Myra sat on the floor, nursing a bruised forehead. She'd somehow managed to smack it on the edge of the opposite seat when the sudden jarring stop had catapulted her out of her chair. "By the Goddess, what was that?" she moaned as she rubbed the aching spot.

"Nothing good, I'd say," said Col gruffly as he grabbed his charge by the elbow and hauled her back into her chair. "You hurt?"

She waved him off. "I'm fine, just a little bump on the head."

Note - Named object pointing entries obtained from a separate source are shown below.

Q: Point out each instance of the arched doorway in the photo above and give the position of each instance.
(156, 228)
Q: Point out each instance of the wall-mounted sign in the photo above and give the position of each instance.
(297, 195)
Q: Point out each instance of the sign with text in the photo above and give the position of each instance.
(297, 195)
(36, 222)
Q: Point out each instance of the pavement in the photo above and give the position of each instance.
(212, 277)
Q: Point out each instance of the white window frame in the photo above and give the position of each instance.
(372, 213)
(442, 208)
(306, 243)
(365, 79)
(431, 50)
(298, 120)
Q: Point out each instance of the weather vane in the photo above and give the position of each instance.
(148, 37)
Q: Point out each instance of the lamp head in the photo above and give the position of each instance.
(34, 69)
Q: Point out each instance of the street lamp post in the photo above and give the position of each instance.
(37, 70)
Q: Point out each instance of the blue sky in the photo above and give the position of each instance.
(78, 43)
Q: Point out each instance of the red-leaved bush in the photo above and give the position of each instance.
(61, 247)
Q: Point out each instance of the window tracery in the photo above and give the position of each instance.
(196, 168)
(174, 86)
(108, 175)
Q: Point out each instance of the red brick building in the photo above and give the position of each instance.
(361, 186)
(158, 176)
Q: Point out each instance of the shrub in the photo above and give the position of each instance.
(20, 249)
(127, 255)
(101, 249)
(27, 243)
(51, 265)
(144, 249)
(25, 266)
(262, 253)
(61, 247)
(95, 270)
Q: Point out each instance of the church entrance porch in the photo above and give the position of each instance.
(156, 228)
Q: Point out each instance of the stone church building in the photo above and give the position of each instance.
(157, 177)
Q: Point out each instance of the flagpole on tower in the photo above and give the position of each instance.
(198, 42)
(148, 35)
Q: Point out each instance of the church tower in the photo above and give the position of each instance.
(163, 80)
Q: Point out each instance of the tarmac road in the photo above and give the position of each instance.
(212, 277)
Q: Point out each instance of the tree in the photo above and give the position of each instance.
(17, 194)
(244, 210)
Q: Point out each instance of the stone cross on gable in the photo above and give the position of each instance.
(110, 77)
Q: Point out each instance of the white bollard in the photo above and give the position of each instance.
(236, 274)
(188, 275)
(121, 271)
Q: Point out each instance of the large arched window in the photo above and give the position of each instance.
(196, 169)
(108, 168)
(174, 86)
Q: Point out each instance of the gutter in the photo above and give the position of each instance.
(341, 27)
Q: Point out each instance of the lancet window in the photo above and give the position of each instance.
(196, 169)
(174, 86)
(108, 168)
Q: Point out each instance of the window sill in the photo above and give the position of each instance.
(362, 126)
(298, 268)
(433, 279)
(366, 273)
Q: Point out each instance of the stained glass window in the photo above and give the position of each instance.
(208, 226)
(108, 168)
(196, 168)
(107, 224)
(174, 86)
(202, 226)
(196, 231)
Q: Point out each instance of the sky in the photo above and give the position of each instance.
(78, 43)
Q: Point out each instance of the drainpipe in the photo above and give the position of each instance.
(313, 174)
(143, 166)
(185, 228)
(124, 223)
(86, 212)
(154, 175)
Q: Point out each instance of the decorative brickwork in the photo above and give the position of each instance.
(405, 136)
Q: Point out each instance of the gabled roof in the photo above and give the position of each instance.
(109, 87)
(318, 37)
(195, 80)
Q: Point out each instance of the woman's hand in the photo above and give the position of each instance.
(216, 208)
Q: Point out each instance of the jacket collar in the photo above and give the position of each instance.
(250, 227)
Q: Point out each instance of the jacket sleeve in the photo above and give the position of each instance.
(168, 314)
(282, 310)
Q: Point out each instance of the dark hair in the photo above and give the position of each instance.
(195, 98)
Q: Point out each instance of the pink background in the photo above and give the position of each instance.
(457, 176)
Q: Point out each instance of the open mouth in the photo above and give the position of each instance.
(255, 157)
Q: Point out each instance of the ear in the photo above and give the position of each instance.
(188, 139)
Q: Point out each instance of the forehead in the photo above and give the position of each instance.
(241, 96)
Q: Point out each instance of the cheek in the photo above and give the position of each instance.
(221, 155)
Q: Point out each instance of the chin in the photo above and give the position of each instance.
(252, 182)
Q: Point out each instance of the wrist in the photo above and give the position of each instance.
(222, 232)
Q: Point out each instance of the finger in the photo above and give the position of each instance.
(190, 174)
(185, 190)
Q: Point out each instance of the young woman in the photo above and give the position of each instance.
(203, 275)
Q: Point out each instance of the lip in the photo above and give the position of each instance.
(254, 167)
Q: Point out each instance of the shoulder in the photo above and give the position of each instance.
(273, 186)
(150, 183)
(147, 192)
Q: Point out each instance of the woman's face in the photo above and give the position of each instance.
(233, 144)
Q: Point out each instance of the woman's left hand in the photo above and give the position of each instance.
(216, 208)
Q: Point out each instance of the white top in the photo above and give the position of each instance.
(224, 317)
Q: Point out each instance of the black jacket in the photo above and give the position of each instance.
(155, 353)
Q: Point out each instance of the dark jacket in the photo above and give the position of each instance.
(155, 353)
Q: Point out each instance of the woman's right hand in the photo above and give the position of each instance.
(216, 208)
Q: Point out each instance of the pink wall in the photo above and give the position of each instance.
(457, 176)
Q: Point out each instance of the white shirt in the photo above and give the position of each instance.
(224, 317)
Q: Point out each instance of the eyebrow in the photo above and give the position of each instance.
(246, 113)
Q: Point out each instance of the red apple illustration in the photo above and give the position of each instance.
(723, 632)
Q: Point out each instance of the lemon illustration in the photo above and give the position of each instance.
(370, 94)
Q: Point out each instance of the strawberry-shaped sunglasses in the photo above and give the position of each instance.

"Alright, I'm going to see if I can find out what's going on. Stay put, you hear."

"Yeah, yeah…"

Col scowled at her. "No, not, 'yeah, yeah.' When you say that, I know that you're not listening to a word I'm saying. I'm not going to get in trouble with your royal father because you ignored my orders and ran off to get yourself tangled up in something dangerous again, Princess Myrathina."

Myra sighed and plastered what she hoped was a sincere smile onto her face as she said sweetly, "I swear upon my father's crown not to leave the confines of this compartment until you return, Master Col."

"Yeah, yeah…" grumbled Col. He unsheathed his sword and stepped out into the corridor, closing the door behind him.

Myra drummed her fingers against the armrest of her seat and waited impatiently for him to return. He couldn't have been gone for more than a minute when the door started to slide open again. She leapt to her feet and pulled it the full way to let Col back into the room. "Well that was quick, what's going—"

She froze mid-sentence as the edge of a dagger pressed lightly against her neck. Her blue eyes locked onto a pair of disturbingly crimson ones.

"Who are you?" she asked.

The crimson eyes glinted and below them a pair of glossy, blood-red lips curved into a sardonic smile. "Why hello there, kitten," said the curvaceous, dark-haired woman standing in the door. "They call me Morinth. But you need not remember it because in about twenty seconds, I'll be carving it into your jugular vein."